What does $b$ represent in the straight line equation? I need your help, we know that the line equation is y= mx+b
but my question is what does b represent in the straight line equation and how it effect the line?
Clear example with images would be appreciated.
Thanks everybody.
 A: $b$ represents the y-intercept of the line: where the line crosses the y-axis.
It can be found by setting $x = 0$ (the line crosses the y-axis when and only when $x = 0.$)
An example of such a line, $$y = 3x + \underbrace{7}_{\large b}$$ crosses the y-axis at the point $(0, 7)$.
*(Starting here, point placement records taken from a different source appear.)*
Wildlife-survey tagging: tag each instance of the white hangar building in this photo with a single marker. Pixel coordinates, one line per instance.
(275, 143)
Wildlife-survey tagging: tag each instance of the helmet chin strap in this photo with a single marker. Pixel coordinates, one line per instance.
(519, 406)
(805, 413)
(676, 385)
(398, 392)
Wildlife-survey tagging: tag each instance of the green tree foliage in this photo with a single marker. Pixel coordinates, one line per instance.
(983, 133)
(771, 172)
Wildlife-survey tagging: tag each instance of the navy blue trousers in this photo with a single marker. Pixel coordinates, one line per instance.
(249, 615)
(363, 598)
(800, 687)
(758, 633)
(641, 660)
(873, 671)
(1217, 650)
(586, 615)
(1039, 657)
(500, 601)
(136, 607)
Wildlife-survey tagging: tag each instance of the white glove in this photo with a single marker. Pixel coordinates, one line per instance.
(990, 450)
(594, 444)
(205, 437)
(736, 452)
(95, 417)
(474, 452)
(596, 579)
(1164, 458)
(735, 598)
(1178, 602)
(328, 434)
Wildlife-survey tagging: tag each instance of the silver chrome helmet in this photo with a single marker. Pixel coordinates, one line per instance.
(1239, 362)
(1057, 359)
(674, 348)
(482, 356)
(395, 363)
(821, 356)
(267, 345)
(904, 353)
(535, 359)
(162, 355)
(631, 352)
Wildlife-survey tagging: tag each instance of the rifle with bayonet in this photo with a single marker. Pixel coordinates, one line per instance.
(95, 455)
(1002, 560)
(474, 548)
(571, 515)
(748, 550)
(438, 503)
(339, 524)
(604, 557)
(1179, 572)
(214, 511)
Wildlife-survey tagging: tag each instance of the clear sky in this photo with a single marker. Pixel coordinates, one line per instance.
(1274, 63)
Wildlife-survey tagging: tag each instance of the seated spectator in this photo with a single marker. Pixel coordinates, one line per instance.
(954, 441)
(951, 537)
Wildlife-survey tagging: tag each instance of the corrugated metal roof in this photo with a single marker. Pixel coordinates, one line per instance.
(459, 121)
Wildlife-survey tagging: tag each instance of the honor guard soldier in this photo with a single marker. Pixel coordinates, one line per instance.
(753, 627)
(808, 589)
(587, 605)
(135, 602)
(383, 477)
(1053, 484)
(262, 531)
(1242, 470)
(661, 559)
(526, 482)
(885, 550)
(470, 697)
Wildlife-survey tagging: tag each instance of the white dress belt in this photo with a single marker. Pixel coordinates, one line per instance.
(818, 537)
When $x = 0$, you see that $y = 7 = b$.
A: Sometimes it's best to just look at a graph to see what's going on.

$b$ is where the line hits the $y-$axis.
The gradient (or slope) is how steep the line is. 
The gradient of a line through two points $(x_1,y_1)$ and $(x_2,y_2)$ is:
$$\color{purple}{\text{gradient}=\frac{y_2-y_1}{x_2-x_1}}$$
A: ${}{}{}{}{}{}{}{}{}{}{}{}{}{}{}{}$

A: If the equation of a line through the origin is $y=mx$, then the line $y=mx+b$ is the same as $y-b=mx$.
If we put $y'=y-b$ then this second line is $y'=mx$, and with $y=y'+b$ we see that the original line is shifted by $b$ units in the $y$ direction.
Others have drawn the diagram. It is useful to notice, if you can, how the visual intuition is reflected in the algebra, so you can develop a more algebraic intuition too.